Can machines understand emotion?
Can you teach an algorithm to recognize the emotional effects of a hurricane? Over the past few years, I’ve been pondering this question. Ross Goodwin, artist and technologist, and I decided to collaborate on if this question could be answered.
This project, How to Train an Algorithm to Understand a Hurricane, was inspired by a talk I gave at Google’s Art and Machine Learning Symposium in Paris back in November 2016. I was born in New Orleans and lived there until I was 1. My family moved to Houston for my dad’s job at that time. My whole family is from Gulf Coast, with grandparents and cousins spread across Louisiana and Mississippi. I’ve been photographing my family since Hurricane Katrina occurred in 2005 because it affected all aspects of my life and my family’s life. As an artist, I was curious about the idea of archiving emotional and traumatic data, and archiving that "data" or photographs, as these events were occurring. What would "post-Katrina" look like 15 years from now, I wondered in 2005. Ross and I hypothesized what visualizing this traumatic data would look like, what it would mean to teach an algorithm to contextualize emotional data about hurricanes. Hurricanes are weather systems and many aspects of hurricanes can be distilled into more quantitative aspects — temperature, time, location, span, length of occurrence, areas affected. But what about the emotional effects of a hurricane — how do you analyze, qualitatively, what was lost and what that feels like? And how do you visualize it?

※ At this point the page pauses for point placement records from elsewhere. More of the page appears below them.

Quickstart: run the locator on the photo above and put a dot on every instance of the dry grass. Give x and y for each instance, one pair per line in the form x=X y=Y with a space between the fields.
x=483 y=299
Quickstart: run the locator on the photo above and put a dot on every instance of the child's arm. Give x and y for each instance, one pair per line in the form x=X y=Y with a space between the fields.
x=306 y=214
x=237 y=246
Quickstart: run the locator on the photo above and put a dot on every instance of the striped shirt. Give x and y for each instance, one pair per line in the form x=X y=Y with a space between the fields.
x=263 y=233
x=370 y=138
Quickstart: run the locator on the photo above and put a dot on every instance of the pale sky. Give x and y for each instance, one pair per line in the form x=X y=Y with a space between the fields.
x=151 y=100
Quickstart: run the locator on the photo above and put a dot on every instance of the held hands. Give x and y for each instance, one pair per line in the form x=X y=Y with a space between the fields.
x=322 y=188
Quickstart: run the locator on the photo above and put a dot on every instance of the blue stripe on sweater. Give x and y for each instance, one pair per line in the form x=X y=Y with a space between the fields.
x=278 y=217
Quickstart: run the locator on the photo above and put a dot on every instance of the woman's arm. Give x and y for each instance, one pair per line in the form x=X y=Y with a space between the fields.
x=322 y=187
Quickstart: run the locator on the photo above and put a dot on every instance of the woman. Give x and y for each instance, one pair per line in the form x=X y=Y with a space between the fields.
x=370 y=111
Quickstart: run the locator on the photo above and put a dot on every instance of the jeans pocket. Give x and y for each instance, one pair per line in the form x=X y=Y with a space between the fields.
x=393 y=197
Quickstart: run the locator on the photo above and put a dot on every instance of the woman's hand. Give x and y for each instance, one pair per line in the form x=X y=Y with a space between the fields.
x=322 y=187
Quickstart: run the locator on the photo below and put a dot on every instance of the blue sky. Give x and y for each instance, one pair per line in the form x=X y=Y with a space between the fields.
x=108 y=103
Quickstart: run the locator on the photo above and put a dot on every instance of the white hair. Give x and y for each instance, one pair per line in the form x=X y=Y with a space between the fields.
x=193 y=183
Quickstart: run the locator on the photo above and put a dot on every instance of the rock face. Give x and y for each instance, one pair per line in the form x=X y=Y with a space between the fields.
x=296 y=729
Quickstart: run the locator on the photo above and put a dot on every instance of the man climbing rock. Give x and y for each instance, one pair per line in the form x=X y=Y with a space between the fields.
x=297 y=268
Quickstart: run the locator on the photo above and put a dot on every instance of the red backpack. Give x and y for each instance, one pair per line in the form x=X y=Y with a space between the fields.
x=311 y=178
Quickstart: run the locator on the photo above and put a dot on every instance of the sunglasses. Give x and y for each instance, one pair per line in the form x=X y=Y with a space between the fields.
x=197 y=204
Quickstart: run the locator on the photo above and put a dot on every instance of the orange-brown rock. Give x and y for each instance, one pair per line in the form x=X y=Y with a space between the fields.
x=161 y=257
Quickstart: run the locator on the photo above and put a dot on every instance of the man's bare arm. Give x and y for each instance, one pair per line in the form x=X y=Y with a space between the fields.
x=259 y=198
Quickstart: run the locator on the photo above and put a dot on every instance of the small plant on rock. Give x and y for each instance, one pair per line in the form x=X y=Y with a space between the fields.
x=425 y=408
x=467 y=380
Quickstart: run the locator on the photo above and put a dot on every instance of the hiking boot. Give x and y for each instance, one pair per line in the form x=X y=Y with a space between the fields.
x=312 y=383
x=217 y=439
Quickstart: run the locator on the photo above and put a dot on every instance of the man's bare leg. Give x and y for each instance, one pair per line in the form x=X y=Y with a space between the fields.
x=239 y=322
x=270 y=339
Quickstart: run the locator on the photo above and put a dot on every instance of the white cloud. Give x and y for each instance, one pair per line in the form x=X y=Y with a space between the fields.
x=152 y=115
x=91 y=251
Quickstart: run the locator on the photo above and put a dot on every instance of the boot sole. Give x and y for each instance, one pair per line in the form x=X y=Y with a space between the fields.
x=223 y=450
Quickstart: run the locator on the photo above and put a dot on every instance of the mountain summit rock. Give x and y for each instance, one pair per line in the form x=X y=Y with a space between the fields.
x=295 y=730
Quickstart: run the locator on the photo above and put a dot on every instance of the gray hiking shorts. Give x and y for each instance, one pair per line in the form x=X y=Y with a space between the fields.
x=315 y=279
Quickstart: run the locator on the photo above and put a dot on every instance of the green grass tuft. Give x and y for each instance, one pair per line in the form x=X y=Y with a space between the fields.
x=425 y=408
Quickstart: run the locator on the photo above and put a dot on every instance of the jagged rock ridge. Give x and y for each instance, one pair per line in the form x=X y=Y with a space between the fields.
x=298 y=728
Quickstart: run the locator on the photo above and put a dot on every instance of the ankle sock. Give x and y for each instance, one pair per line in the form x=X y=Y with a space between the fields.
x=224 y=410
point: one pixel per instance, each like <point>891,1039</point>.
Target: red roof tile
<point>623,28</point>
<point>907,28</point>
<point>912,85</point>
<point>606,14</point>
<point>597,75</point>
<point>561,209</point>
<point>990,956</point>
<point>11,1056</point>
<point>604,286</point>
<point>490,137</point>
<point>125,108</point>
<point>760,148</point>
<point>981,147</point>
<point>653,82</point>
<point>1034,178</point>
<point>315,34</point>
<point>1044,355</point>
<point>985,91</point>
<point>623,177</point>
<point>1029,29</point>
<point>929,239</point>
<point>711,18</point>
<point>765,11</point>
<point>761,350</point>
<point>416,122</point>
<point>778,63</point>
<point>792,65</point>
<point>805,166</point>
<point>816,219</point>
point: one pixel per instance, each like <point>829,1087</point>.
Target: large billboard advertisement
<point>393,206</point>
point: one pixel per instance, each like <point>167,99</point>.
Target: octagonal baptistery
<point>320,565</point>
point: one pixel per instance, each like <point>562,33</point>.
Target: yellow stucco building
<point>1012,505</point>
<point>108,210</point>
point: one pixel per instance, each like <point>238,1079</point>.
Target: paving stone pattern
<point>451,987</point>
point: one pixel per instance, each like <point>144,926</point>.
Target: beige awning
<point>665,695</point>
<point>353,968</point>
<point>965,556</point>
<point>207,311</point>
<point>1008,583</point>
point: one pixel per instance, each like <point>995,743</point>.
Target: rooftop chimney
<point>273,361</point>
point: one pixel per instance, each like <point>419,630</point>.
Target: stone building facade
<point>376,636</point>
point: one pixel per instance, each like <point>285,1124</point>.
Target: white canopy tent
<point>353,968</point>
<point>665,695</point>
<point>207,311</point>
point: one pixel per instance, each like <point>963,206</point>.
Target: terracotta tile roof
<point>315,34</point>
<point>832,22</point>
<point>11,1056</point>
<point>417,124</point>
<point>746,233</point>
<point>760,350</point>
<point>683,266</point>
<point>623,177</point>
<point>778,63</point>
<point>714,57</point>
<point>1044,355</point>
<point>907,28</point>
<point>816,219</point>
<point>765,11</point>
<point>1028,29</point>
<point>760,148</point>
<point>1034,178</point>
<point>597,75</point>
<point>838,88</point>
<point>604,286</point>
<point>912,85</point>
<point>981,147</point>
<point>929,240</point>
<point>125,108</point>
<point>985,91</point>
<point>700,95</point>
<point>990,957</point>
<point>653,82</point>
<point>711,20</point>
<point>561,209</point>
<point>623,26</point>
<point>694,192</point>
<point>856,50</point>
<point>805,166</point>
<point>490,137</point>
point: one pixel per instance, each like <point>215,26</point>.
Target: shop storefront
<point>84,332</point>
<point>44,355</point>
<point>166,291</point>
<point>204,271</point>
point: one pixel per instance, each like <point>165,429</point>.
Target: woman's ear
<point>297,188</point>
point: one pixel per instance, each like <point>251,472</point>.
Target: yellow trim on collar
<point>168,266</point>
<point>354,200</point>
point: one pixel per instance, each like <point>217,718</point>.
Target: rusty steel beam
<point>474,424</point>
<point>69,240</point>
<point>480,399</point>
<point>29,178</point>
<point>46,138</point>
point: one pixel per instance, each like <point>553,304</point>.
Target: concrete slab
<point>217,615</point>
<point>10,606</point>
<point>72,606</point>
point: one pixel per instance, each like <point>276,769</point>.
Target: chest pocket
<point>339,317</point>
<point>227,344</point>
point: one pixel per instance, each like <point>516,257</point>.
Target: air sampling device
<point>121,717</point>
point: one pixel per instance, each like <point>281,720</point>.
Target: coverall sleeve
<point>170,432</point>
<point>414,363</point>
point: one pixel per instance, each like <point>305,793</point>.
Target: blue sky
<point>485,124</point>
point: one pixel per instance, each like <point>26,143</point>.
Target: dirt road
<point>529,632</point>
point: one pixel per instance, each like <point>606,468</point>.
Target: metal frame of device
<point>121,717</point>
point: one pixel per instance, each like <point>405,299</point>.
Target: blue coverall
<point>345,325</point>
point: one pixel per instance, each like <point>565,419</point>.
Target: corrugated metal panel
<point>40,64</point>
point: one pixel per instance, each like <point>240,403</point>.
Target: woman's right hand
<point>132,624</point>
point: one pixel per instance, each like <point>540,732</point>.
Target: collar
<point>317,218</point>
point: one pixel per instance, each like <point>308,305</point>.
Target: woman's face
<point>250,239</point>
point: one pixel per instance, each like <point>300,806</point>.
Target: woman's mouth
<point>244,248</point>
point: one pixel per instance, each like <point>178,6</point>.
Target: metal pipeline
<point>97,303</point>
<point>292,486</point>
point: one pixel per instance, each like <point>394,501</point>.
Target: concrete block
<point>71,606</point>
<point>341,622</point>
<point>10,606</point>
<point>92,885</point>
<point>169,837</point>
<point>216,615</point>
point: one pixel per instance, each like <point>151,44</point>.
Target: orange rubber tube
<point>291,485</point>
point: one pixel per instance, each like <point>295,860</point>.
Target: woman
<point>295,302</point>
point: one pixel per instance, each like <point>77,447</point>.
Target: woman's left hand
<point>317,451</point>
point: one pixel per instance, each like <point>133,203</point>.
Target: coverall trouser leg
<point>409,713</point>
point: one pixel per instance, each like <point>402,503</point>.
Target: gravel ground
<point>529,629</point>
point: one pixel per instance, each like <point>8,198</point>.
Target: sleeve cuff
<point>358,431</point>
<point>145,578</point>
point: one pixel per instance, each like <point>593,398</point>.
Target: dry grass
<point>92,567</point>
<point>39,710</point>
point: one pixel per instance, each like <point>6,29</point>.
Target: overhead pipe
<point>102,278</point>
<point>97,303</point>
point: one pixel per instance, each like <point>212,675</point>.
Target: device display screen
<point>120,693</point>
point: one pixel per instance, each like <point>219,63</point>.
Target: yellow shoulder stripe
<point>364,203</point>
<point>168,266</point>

Over the course of a few months of chatting, we tried to think of a poetic way to build this. This is the first prototype of a much larger project he and I have been working on. This is a large, large project, but as a researcher who works in online harassment, I think a lot about emotional data, and visualizing emotional data, and violent data.
The project, in its current form, has taken the shape of a book and algorithmically generated poetry out of the images and emotional data I’ve created. We’ve turned the book into a simple HTML page here, while we are currently laying out a zine for the work.
This current iteration of the project was inspired by Ross’s Word.Camera, an ongoing project he began in 2015 to automatically and expressively narrate images in real time using machine intelligence. Ross took an old medium format camera, connected to a computer to "see" the world via machine intelligence and output poetry from an algorithm Ross trained. The camera outputted poetry in physical form instantly using a thermal receipt printer. It was reminiscent of the instant quality of Polaroid cameras, but with output in textual form rather than visual. Ross has built web apps as well as a number of physical devices to encapsulate this experience.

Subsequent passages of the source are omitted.